The attorney is a Fellow of the Mississippi Bar Foundation and a member of the American Board of Trial Advocates. He has previously served as president of the Leflore County Bar Association, and on the Board of Governors of the Mississippi Trial Lawyers' Association and the Board of Directors of the Mississippi Prosecutors' Association.

Swayze has spoken at numerous meetings and seminars on alternative dispute resolution. He has taught Mississippi ABOTA (American Board of Trial Advocates) Chapter-sponsored trial advocacy at The University of Mississippi School of Law, and he has taught business law at Mississippi Valley State University.

Williams received his law degree at Ole Miss in 1966, after completing his bachelor's degree on the Oxford campus. His honors included membership in Omicron Delta Kappa leadership fraternity and Phi Delta Phi legal fraternity. He served on the staff of the Mississippi Law Journal, including the post of comment editor. Following his early experience as a public defender for the 19th Judicial District, he entered the practice of law, and presently maintains a general practice in Pascagoula, with emphasis on hospital law, medical malpractice, insurance bad faith defense, legal malpractice and products liability.

In the area of products liability, Williams was retained by Johns-Manville in the mid-70s to defend asbestos cases, and he has spent 20 years in mass tort litigation. He has served as liaison counsel or co-liaison counsel for the defense group since the beginning of the litigation and has maintained a depository of all important documents accumulated over the course of the defense effort.

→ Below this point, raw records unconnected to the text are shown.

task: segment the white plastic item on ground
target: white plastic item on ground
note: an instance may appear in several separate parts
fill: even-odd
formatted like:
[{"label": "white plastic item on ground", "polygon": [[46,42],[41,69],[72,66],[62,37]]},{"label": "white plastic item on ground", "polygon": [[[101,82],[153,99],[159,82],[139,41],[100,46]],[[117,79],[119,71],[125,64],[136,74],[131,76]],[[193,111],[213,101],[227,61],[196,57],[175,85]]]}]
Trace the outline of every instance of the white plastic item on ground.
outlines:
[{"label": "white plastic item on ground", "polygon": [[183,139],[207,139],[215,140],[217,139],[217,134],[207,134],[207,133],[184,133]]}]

The attorney is admitted to practice law in all courts in Mississippi, as well as the Fifth Circuit Court of Appeals, Eleventh Circuit Court of Appeals and the U.S. Supreme Court. He is a member of the Jackson County, the Mississippi, and American Bar Associations, having served as a commissioner of Continuing Legal Education, and as a member of the Bar Admissions Committee's Character and Fitness Subcommittee of the Mississippi Bar.

Listed in Martindale-Hubbell as an A-rated lawyer, Williams has been named an advocate to the American Board of Trial Advocates. He is a member of the Association of Defense Trial Attorneys, the Mississippi Defense Lawyers Association (president, 1985-86) and Defense Research Institute (state chair, 1982-85).